Liver and kidney profile measurement
Mean ± SEM values of comparative altered serological parameters of Liver and Kidney profiles in control and type 2 diabetic groups at different stages like (stage 0 (< 200) = day 0 (control), stage 1(220–490) = day 7(diabetic), stage 2(491–600) = week 9(diabetic) respectively. In comparison of control group vs. Type 2 diabetic group (Day 07) and control group vs. Type 2 diabetic group (week 09), a statistically extremely significant (p < 0.001) elevated pattern were noticed in the concern parameter of AST, ALT, ALP, GGT, Creatinine, Blood urea, Uric acid, Globulin, Fibrinogen and Total Bilirubin (Direct Bilirubin and Indirect Bilirubin), and extremely significantly (p < 0.001) declined level of Albumin and A.G Ratio in both type 2 diabetic stages e.g., stage 1(220–490) = day 7(diabetic) and stage 2(491- 600) = week 9(diabetic) as compared to normal “stage 0 (< 200) = day 0 (control)” group as shown in Table 3. Statistically not significant (p < 0.2) measurements was recorded in the “Total protein” obtained from both type 2 diabetic stages (stage 1and stage 2) as compared to normal (control) stage as revealed in Table 3.
Discussion
Diabetes mellitus (DM), impaired glucose homeostasis, is the frequently arising endocrine disorder that leads to the dysfunctional characteristics of multisystem in the body. Systemic and metabolic disturbances due to diabetes ultimately results in hyperglycemia. The biomolecules are effected in the diabetes which leads to produce free radicals, impairing the antioxidant patterns in the different system of the body13. Streptozotocin is well-known as diabetogenic chemical agent to induce the both types of diabetes mellitus in experimental animal models by specific cytotoxicity action on pancreatic β-cells leads to affect endogenous insulin discharge/action or both resulting an increase in the fasting blood glucose level14. STZ extremely significantly (p ≤ 0.001) had increased effect on the serum glucose and glycosylated hemoglobin measurements in diabetic group. This research was planned to investigate the progressive hematological findings of male albino rats induced to type 2 diabetic by Streptozotocin. In addition, the effect of diabetes was also analyzed on liver and kidneys.
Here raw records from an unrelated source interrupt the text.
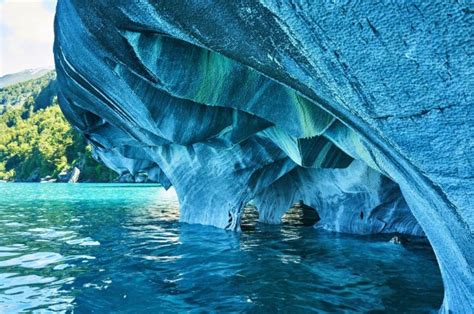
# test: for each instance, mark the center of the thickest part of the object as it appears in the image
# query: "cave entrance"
(301, 214)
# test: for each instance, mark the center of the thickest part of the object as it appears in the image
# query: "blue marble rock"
(364, 111)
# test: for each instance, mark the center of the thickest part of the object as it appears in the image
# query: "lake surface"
(115, 247)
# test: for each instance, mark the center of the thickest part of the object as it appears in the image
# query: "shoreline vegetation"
(37, 143)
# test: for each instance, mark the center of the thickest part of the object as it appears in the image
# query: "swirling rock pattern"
(361, 110)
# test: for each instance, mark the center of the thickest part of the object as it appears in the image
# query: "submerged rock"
(69, 176)
(362, 110)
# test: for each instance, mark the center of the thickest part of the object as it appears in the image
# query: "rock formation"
(363, 111)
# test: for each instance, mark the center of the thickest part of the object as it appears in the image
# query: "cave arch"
(301, 97)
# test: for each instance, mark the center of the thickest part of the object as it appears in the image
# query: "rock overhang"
(326, 103)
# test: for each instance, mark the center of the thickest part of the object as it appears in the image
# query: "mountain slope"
(26, 75)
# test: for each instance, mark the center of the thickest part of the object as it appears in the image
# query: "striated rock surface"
(364, 111)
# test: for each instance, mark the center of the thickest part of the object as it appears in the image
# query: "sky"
(26, 34)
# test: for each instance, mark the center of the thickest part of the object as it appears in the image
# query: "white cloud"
(26, 34)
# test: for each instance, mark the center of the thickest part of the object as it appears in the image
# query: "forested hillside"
(36, 141)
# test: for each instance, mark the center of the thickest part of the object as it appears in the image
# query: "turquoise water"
(120, 248)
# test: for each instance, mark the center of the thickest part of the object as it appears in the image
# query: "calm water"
(100, 248)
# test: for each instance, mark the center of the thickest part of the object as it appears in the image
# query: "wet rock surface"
(362, 111)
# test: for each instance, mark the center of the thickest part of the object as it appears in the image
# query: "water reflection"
(109, 248)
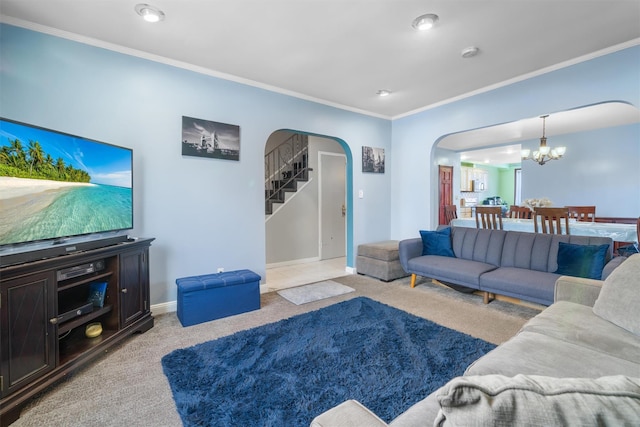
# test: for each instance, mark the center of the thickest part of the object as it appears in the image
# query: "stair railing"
(284, 166)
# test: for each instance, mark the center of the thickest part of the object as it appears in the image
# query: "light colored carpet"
(314, 292)
(127, 387)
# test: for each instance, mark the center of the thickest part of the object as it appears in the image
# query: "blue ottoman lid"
(216, 280)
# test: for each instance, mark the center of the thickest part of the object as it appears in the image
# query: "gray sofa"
(511, 263)
(576, 363)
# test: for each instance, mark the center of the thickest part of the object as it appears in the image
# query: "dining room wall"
(601, 167)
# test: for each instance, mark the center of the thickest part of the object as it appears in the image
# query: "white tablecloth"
(617, 232)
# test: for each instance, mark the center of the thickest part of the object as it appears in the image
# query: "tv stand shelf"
(45, 307)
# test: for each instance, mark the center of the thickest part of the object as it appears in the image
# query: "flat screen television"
(55, 186)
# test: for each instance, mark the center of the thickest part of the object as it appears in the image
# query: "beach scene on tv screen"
(54, 185)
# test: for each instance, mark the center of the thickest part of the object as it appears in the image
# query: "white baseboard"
(292, 262)
(165, 307)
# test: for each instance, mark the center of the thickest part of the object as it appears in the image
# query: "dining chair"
(521, 212)
(550, 220)
(582, 213)
(489, 217)
(450, 212)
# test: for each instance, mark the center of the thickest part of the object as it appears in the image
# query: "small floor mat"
(314, 292)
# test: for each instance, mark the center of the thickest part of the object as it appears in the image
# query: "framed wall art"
(204, 138)
(372, 160)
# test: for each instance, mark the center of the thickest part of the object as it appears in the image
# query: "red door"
(445, 194)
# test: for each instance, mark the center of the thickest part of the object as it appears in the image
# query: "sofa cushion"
(539, 400)
(532, 285)
(581, 260)
(454, 270)
(619, 298)
(478, 244)
(437, 242)
(535, 353)
(577, 324)
(538, 251)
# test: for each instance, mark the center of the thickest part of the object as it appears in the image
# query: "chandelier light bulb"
(544, 153)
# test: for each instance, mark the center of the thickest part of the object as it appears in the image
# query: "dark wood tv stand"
(38, 345)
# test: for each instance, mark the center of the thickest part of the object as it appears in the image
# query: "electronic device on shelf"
(79, 310)
(80, 270)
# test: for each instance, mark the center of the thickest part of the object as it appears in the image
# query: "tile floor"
(301, 274)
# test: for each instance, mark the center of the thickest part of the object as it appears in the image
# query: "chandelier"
(544, 152)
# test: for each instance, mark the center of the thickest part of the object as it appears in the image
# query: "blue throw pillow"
(581, 260)
(437, 242)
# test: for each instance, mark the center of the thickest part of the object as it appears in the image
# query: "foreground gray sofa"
(511, 263)
(576, 363)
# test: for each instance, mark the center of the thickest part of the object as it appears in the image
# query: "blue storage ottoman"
(212, 296)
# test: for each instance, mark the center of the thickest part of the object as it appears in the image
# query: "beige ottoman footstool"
(380, 260)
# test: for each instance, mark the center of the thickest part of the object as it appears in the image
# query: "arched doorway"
(303, 230)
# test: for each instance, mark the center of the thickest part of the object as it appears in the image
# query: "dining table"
(616, 231)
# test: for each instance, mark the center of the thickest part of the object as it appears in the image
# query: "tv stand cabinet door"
(27, 335)
(134, 285)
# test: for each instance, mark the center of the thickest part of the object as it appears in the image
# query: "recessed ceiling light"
(425, 22)
(149, 13)
(470, 52)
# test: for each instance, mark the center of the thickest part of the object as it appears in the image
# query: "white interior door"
(333, 212)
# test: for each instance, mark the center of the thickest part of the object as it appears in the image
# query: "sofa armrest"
(611, 265)
(577, 289)
(409, 249)
(348, 414)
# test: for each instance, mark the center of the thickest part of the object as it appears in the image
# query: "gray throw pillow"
(619, 298)
(533, 400)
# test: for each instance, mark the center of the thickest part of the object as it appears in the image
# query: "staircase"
(285, 166)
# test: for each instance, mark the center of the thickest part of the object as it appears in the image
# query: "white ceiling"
(341, 52)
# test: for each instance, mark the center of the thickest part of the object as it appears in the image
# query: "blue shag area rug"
(286, 373)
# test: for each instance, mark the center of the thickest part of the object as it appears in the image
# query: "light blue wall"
(414, 175)
(204, 213)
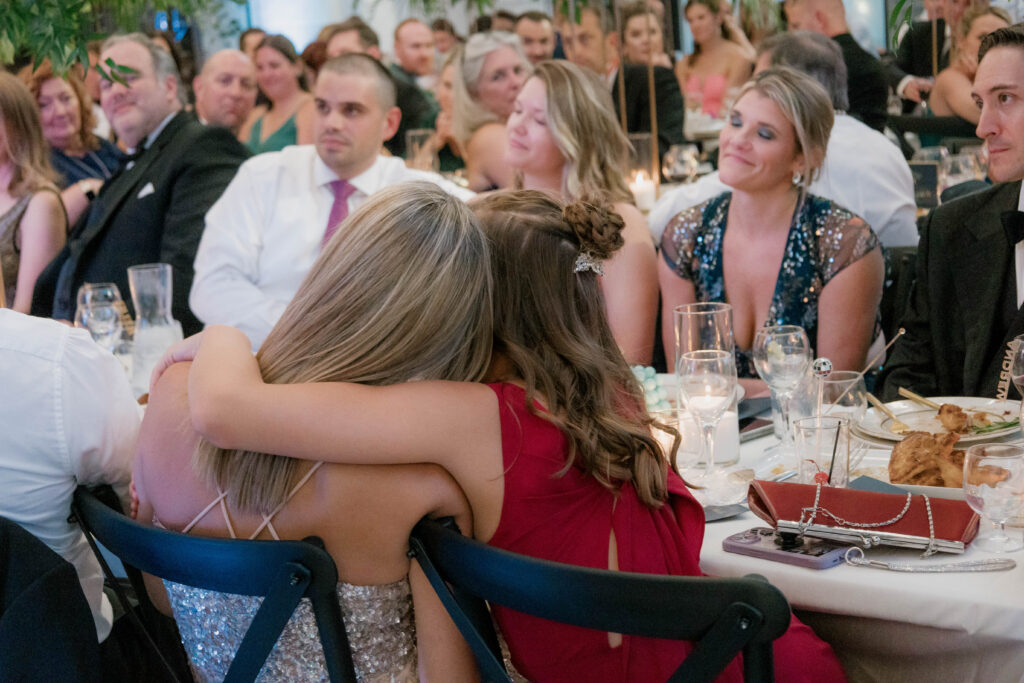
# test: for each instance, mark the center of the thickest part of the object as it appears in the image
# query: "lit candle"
(643, 189)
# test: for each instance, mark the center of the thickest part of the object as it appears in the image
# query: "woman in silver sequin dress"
(401, 294)
(787, 257)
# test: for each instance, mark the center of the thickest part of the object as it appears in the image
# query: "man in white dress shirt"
(863, 171)
(69, 417)
(268, 226)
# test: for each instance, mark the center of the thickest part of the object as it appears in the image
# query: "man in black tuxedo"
(153, 210)
(865, 82)
(967, 303)
(593, 43)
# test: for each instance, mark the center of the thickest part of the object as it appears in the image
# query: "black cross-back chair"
(721, 616)
(283, 571)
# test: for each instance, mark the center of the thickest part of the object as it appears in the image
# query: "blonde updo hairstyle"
(470, 115)
(580, 113)
(400, 293)
(550, 325)
(806, 105)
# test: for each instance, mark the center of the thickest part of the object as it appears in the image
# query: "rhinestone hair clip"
(586, 261)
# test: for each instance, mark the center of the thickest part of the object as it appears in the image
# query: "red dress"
(568, 519)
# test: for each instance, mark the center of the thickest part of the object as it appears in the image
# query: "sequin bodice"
(378, 621)
(823, 239)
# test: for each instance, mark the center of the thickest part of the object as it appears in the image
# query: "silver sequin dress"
(823, 240)
(378, 621)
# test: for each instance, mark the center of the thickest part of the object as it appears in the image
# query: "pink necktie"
(339, 210)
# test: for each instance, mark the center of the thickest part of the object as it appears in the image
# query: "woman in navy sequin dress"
(788, 257)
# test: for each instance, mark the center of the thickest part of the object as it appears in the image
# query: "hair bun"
(597, 228)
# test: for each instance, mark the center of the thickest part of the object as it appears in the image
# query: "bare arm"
(630, 287)
(304, 122)
(43, 230)
(485, 167)
(847, 311)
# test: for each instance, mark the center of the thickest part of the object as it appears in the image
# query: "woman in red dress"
(555, 455)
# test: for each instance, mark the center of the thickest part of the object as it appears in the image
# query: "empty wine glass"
(103, 323)
(781, 355)
(680, 163)
(708, 387)
(993, 486)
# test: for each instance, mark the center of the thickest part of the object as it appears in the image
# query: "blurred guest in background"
(716, 63)
(777, 254)
(951, 94)
(263, 235)
(225, 90)
(33, 223)
(354, 36)
(288, 119)
(83, 161)
(560, 110)
(641, 36)
(488, 75)
(866, 86)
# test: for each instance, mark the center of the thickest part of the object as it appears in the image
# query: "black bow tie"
(1013, 223)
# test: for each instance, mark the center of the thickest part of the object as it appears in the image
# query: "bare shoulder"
(635, 229)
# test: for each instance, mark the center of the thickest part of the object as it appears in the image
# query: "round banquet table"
(888, 626)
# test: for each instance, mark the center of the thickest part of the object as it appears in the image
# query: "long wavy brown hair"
(551, 327)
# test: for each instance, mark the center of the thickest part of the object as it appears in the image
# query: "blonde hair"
(470, 115)
(23, 140)
(806, 105)
(400, 293)
(580, 113)
(550, 324)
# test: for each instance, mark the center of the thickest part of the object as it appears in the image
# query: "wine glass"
(781, 355)
(680, 163)
(103, 323)
(702, 326)
(708, 387)
(993, 486)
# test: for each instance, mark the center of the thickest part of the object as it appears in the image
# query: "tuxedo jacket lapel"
(112, 197)
(987, 261)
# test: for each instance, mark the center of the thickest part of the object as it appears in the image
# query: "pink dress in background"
(568, 519)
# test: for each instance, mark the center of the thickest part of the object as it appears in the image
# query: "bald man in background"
(225, 90)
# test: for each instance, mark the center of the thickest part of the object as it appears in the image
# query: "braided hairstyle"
(550, 325)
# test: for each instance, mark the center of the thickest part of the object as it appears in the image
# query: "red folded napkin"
(773, 501)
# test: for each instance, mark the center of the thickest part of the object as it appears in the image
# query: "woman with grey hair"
(488, 74)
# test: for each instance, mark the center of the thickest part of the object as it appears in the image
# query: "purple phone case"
(760, 542)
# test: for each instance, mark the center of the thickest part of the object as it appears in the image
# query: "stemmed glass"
(781, 355)
(708, 387)
(993, 486)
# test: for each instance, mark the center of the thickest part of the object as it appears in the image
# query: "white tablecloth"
(888, 626)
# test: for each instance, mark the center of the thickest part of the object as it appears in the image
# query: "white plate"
(876, 425)
(876, 464)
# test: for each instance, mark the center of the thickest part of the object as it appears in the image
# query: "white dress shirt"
(68, 416)
(863, 171)
(264, 232)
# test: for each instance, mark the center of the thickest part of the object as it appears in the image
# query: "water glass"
(103, 323)
(781, 356)
(993, 486)
(822, 451)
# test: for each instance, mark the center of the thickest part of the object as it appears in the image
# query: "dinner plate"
(876, 424)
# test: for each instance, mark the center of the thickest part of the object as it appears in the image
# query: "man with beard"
(268, 227)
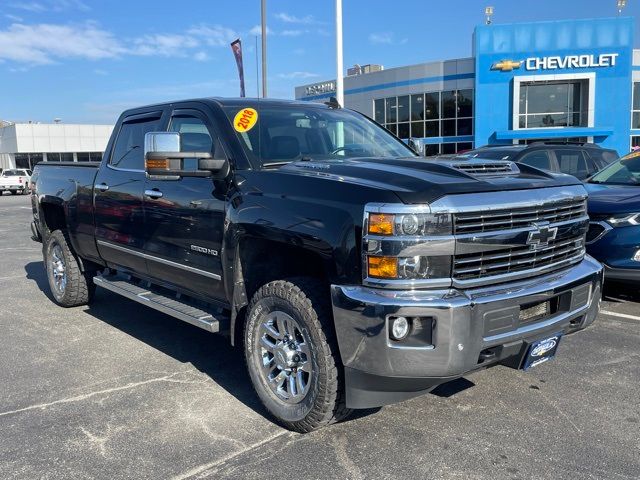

In this experimental study, STZ-induced type 2 diabetic rats were categorized by a significant upsurge in their blood glucose level along with their constituents measurement in contrast with the control rats as mentioned in several prior research experiments15. The induced levels of blood glucose and glycosylated hemoglobin were keenly statistically observed at extremely significantly higher level in the present STZ-induced type 2 diabetic study which is consistent with the previous reports16.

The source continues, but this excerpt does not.